Laura Carmer is the first partner educator that’ll focus on serving the Black and Black-Biracial community. Garcia Nunez expects Carmer will work with 27 families.
Carmer is from Chicago where she worked for By the Hand Club for Kids and Ravenswood Childcare Center. She said the type of work she’ll do with Family School Partners aligns with her lifelong passion of helping kids.
“I work with kids a lot and their parents, and so when there’s a program that helps parents become that teacher for their kids, that just sounded really exciting,” Carmer said.
Carmer’s first day was Feb. 19 and has spent her time so far familiarizing herself with the curriculum and going on visits with others on staff to learn more about how the program works.
Not only do the lessons the partner educators teach provide the kids a foundation for success as they enter school, they can also serve to strength the relationship between a child and their parent, Carmer said.
“It grows and connects the bond between the child (and parent) because now the child also sees them as a teacher to help them learn things, which sets them up for a better relationship going forward.”
“I’m just really excited, I’m really looking forward to being able to serve the community in this way.”
The eight educators, who are all bilingual except for Carmer, use crafts, worksheets and games to teach.
“We have a curriculum of 16 lessons, so what the primary educators do is they read a book, and then they plan lessons related to that book, and in accordance to the individual needs of the children,” Garcia Nunez said.
The hires were made possible after Heritage Fund — the Community Foundation of Bartholomew County was awarded $245,000 in September from the Early Learning Indiana’s Early Learning Initiative, which provides funding to organizations “to help infants and toddlers develop foundational knowledge and skills that support their future learning and development,” according to the initiative’s website.

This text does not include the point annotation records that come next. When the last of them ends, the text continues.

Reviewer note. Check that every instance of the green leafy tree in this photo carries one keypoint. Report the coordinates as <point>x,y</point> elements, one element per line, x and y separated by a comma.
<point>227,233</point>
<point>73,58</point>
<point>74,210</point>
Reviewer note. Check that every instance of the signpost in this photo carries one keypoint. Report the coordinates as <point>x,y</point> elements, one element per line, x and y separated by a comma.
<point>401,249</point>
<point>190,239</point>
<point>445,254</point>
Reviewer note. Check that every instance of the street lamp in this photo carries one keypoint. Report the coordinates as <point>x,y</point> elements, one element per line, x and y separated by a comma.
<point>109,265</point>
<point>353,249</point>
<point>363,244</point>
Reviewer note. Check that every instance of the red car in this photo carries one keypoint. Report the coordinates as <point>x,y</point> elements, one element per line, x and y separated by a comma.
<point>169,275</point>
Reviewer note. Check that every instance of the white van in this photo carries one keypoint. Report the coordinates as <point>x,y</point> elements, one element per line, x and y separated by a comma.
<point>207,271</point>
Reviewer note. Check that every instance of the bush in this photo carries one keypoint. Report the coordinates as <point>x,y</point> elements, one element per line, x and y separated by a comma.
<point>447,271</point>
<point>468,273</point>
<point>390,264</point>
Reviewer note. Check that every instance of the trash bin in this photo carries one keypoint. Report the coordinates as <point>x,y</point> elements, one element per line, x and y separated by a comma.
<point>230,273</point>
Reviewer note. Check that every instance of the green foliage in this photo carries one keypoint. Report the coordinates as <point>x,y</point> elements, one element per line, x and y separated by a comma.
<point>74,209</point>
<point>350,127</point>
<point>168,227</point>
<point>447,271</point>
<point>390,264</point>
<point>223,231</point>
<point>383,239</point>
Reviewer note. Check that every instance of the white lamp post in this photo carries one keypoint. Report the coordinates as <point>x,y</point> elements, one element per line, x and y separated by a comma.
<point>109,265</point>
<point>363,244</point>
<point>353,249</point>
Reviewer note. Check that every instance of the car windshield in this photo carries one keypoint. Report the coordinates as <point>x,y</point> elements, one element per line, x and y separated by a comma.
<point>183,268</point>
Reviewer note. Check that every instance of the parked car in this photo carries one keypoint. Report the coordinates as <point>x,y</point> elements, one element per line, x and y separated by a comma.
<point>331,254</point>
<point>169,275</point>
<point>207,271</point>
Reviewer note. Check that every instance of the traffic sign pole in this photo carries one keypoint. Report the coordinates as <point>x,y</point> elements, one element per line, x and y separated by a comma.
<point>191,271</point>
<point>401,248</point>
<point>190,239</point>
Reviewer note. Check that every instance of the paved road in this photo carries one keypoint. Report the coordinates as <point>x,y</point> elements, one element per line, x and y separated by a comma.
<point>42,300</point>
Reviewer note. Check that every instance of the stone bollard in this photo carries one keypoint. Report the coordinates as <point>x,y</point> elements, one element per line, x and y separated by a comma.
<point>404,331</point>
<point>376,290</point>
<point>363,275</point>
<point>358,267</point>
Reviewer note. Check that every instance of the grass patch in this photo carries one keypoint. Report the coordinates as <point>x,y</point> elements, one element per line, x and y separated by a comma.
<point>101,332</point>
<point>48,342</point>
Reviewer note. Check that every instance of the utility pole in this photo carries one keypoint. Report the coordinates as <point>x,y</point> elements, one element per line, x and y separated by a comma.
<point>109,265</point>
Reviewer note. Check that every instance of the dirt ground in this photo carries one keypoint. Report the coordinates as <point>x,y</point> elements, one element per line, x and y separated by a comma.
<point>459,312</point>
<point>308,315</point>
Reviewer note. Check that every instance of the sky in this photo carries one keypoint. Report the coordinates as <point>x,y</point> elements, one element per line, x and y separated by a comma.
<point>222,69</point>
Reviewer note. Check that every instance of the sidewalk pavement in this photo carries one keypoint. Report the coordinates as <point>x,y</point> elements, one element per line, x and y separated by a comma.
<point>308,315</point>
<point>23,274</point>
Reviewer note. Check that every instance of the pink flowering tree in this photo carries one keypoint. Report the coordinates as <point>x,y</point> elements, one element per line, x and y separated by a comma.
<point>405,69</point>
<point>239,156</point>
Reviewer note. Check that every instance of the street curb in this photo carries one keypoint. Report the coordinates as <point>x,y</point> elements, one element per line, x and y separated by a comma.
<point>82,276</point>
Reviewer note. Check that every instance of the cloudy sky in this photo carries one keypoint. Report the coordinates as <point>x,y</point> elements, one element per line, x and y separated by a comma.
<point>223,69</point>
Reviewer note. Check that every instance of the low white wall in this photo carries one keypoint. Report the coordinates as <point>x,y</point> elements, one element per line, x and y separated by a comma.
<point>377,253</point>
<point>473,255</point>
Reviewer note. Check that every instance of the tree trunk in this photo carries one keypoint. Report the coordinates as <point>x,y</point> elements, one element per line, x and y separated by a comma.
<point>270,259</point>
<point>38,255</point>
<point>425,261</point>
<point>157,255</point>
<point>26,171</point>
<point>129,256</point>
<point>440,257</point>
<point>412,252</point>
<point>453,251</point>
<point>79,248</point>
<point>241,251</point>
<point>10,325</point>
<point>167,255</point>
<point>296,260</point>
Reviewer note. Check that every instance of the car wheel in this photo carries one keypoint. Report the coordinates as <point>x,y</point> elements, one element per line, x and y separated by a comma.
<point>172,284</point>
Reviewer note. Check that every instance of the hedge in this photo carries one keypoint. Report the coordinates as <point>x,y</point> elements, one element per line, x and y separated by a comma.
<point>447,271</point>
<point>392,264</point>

Some of the funding went toward the Bartholomew County Public Library’s Growing Readers program and the rest went towards Family School Partners, with a goal of serving 50 more children.
Garcia Nunez said right now they serve around 160 families.
The partner educators believe the work the program does helps uplift those who may need it most, Carmer said.
“This is the minority section that often comes into the schools not already being set up for success, and so to be able to provide that for them, so that that’s one less hurdle they have to deal with, (is) clearly very important.”